Beim Racing hat man einen vorgegebenen Par­cours. Es gibt mit LED-Streifen gekennzeichnete Hindernisse, die man durchfliegen muss. Dabei wird die Zeit gemessen.

Im Freestyle kann man auf einer offenen Karte herumfliegen und Tricks machen, oder andere Manöver üben.

Aktuell fliege ich noch mehr im Freestyle, um die Grundlagen zu üben. Die Rennen sind schwieriger und das ständige Abstürzen und Kollidieren kann demotivierend sein.

Kamerawinkel

Den Kamerawinkel kann man im Simulator einstellen. Der Winkel war auf 25° voreingestellt. Ich habe den Winkel anfangs so gelassen. Dann habe ich auch mal andere Winkel ausprobiert.

Der Vorteil bei einem Winkel von 0° ist, dass man gut einschätzen kann, ob die Drohne horizontal ausgerichtet ist. Wenn der Horizont in der Mitte des Bildschirms ist, ist man in einer horizontalen Lage. Der Nachteil bei einem Winkel von 0° ist, dass man beim geradeaus fliegen nicht so viel sieht. Wenn man mit einem Drohnenwinkel von 45° schnell nach vorne fliegt, sieht man mit einem Winkel von 0° nicht mehr viel.

Deshalb habe ich den Kamerawinkel in verschiedenen Positionen ausprobiert. Ich habe 15° und 20° getestet. Mittlerweile bin ich wieder bei 25°. Der Vorteil von 25° ist, dass man auch bei höherer Geschwindigkeit in Flugrichtung schauen kann. Der Nachteil ist, dass es schwieriger ist, langsam zu fliegen. Es ist ebenfalls schwieriger auf der Stelle zu schweben, weil es nicht eindeutig ist, wann man in einer horizontalen Lage ist.

Ich werde weiterhin noch etwas mit dem Kamerawinkel herumexperimentieren.
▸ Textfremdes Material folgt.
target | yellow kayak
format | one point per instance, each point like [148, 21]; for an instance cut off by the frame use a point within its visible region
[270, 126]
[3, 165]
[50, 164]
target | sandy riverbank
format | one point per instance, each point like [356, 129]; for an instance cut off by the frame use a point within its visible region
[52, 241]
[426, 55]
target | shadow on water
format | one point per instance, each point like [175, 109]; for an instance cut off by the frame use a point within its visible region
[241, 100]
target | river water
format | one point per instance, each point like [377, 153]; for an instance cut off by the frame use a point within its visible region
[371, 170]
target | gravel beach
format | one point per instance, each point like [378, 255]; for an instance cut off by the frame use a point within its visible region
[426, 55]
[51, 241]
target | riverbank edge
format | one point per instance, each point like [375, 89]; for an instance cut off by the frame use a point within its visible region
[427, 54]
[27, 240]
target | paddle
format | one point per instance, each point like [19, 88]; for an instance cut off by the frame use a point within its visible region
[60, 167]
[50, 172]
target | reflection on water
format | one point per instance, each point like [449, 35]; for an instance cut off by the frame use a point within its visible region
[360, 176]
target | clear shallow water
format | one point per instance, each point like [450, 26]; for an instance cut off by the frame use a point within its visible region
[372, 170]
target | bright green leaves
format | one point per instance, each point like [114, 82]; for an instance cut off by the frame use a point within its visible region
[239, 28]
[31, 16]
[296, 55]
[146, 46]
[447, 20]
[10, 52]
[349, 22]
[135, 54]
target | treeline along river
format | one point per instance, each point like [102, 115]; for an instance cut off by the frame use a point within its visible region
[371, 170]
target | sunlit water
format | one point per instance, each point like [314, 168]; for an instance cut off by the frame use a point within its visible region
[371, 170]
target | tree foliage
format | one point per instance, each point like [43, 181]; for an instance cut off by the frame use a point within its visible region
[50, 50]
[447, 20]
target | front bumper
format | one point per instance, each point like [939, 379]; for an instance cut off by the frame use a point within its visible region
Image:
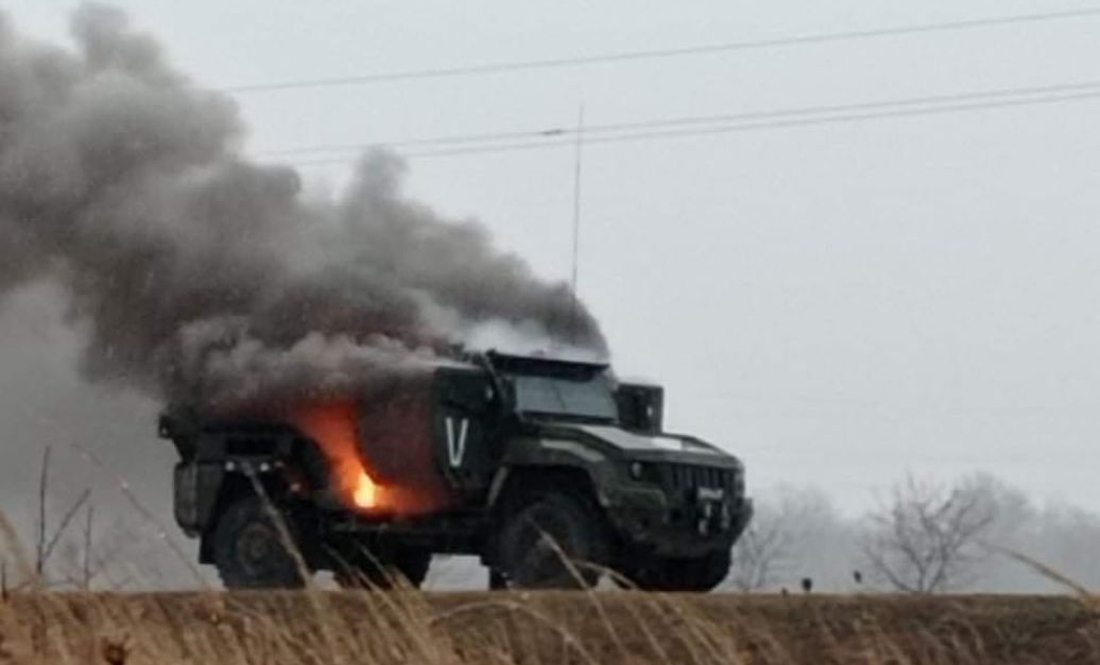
[681, 527]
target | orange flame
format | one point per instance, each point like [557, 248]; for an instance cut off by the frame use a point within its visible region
[332, 425]
[366, 491]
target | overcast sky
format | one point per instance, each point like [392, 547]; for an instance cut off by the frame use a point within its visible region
[836, 303]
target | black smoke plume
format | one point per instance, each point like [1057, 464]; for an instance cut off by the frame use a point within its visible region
[196, 274]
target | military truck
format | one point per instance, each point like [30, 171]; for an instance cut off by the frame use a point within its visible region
[552, 472]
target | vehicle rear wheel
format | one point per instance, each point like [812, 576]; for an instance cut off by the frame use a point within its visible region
[551, 541]
[251, 550]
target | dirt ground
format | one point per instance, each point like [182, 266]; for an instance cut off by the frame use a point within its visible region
[613, 628]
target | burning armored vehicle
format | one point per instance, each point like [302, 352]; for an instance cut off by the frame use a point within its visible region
[550, 470]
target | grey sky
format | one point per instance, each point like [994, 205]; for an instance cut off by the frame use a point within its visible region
[836, 303]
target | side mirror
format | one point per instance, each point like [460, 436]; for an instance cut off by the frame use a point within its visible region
[641, 407]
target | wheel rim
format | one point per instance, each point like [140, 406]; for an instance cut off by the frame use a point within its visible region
[256, 549]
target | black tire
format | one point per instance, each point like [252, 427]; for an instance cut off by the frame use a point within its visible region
[551, 541]
[694, 575]
[383, 571]
[250, 550]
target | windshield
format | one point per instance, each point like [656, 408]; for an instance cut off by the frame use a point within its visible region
[589, 398]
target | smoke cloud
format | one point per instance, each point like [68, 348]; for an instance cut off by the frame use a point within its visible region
[197, 275]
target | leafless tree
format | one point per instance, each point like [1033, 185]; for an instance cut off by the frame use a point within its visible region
[928, 538]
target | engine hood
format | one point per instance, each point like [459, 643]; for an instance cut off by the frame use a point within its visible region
[619, 442]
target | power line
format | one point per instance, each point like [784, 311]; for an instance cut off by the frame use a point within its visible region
[660, 53]
[560, 132]
[778, 120]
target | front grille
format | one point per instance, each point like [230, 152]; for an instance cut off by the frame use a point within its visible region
[680, 477]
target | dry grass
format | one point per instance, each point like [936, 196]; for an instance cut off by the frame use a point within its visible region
[407, 627]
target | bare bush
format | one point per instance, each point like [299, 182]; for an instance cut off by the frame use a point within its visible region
[928, 538]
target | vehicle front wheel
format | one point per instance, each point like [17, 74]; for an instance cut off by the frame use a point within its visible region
[551, 541]
[251, 551]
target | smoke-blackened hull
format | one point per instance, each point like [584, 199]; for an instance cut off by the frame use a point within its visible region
[397, 441]
[380, 449]
[199, 276]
Empfänger und Te­le­me­t­rie

Zusammen mit der Fernsteuerung habe ich auch schon einen Empfänger und ein Telemetrie-Messgerät gekauft. Bei dem Empfänger habe ich mich für den „FrSky Archer RS“ entschieden. Dieser hat zwei Antennen und somit eine bessere Verbindung zum Sender. Zudem verfügt er über eine volle Reichweite für Telemetrieübertragung. Ein kleinerer Empfänger, der Archer M+ hingegen verfügt nur über eine Telemetrieübertragung von 500 bis 600 Metern.
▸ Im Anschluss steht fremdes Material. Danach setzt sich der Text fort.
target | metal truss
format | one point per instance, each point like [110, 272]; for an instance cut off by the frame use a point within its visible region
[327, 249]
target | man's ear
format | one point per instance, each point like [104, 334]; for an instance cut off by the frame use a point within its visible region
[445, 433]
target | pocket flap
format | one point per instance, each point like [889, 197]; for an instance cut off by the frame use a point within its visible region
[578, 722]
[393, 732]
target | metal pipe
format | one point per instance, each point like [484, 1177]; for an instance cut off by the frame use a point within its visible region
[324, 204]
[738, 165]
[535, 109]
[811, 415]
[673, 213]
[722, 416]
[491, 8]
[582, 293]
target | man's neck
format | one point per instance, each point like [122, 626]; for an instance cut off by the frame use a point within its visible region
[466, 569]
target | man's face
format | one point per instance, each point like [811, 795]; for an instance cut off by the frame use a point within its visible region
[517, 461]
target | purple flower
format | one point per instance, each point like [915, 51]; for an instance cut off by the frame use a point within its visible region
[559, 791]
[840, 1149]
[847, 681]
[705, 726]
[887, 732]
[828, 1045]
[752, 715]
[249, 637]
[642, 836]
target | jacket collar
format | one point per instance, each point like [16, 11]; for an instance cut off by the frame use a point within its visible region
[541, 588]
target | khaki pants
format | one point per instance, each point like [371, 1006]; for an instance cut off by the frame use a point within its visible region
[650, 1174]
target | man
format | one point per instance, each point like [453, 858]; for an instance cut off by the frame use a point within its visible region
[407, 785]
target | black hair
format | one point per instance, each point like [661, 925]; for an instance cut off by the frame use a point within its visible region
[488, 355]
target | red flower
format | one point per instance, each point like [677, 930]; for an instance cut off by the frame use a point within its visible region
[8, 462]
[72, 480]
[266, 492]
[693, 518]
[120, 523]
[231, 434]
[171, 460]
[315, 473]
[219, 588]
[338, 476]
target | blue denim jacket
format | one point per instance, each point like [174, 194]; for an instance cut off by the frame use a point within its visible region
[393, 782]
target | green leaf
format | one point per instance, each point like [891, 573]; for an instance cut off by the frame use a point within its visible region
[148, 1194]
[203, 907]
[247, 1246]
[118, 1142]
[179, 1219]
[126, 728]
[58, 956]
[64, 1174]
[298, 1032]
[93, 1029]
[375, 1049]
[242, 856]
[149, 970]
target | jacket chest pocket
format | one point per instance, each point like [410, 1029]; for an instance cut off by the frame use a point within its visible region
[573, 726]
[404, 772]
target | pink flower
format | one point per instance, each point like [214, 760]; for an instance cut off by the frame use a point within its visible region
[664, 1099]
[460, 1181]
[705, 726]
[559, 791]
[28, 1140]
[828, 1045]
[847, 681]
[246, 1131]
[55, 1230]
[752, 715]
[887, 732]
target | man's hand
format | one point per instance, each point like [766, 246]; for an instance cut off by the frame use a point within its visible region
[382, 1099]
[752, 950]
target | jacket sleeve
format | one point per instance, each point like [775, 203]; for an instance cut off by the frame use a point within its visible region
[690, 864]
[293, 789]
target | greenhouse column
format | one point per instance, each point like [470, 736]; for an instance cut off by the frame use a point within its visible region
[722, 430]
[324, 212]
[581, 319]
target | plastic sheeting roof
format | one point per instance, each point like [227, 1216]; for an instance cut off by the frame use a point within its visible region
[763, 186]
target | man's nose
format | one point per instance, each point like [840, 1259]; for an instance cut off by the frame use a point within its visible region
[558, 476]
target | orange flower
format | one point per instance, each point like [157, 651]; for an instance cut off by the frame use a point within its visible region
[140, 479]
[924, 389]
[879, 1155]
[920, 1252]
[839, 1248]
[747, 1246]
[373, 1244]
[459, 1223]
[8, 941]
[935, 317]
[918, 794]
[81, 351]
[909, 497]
Der Telemetriesensor ist der „FrSky 2S-6S LiPo Sensor für Smartport Telemetrie“. Dieser kann an den Balancer-Port des Akkus angeschlossen werden. Darüber kann die Spannung jeder einzelnen Zelle gemessen werden. Diese Spannungsdaten werden dann über ein Kabel mithilfe von „Smartport“ an den Empfänger übertragen. Der Empfänger überträgt dann die Spannungsdaten an die Fernsteuerung. An der Fernsteuerung kann ich dann eine Warnung einstellen, wenn eine Zelle unter 3,5 V fällt.

Ich habe zudem noch zwei „Li-Ion Akku 3,6V 3120mAh – 30A Entladerate“ Akkus gekauft. Diese kommen in die Fernsteuerung. Die Fernsteuerung selbst verfügt über ein Batteriefach mit einem Balancer-Port. Die Batterien können über das USB-Kabel geladen werden.

In nächster Zeit muss ich mich noch näher mit dem Quadrokopter selbst und dem FPV System beschäftigen. Ich muss die passenden Teile aussuchen und die Kompatibilität überprüfen. Währenddessen werde ich weiterhin am Simulator das Fliegen üben.